Le grand étudiant haussa les épaules et enfonça les mains dans ses poches. Il avait un menton glabre, carré et graisseux qui tremblotait quand il parlait, et son nez, teint de rouge vif par la fraîcheur de l’air, prenait entre ses joues blêmes, l’aspect d’un nez de carton peint. On voyait, imprimé sur tout son être, le sceau du froid et de la faim. Il marchait à grands pas, aux côtés de Razumov, les yeux fixés sur le sol.

« C’est une note officielle… », poursuivait-il, en chuchottant avec précaution. « C’est peut-être un mensonge. Mais il y a certainement eu une arrestation, Mardi matin, entre minuit et une heure, certainement. »

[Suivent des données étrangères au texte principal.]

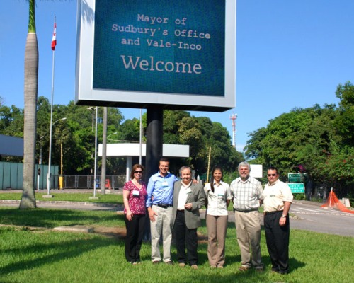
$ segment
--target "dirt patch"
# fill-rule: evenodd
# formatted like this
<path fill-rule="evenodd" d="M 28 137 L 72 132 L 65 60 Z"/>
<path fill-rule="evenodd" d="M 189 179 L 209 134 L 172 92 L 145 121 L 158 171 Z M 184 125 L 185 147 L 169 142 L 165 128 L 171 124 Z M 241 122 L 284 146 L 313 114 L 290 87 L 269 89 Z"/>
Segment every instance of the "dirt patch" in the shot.
<path fill-rule="evenodd" d="M 127 230 L 122 227 L 95 227 L 93 233 L 117 239 L 124 239 L 127 236 Z M 207 236 L 197 232 L 198 243 L 207 243 Z"/>
<path fill-rule="evenodd" d="M 127 230 L 125 227 L 94 227 L 93 233 L 105 236 L 108 238 L 125 238 Z"/>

Et d’un ton négligent, qui contrastait avec le flot rapide de ses paroles, il dit à Razumov que cette information avait été fournie par un petit fonctionnaire du Gouvernement, employé au Secrétariat central. L’homme faisait partie d’un des cercles révolutionnaires. « Le même que celui auquel je suis affilié », remarqua l’étudiant.

Ils traversaient une vaste cour. Une détresse immense pesa sur Razumov et brisa son énergie. Devant ses yeux, tout paraissait s’évanouir dans un brouillard confus. Il n’avait pas quitté son camarade. « Il fait peut-être partie de la police », pensait-il. « Comment le savoir ? » Mais un regard sur les traits de son compagnon, sur la figure mordue par le froid et creusée par la faim, lui monta l’absurdité de sa supposition.

« Mais… vous savez… Moi, je n’appartiens à aucun cercle… »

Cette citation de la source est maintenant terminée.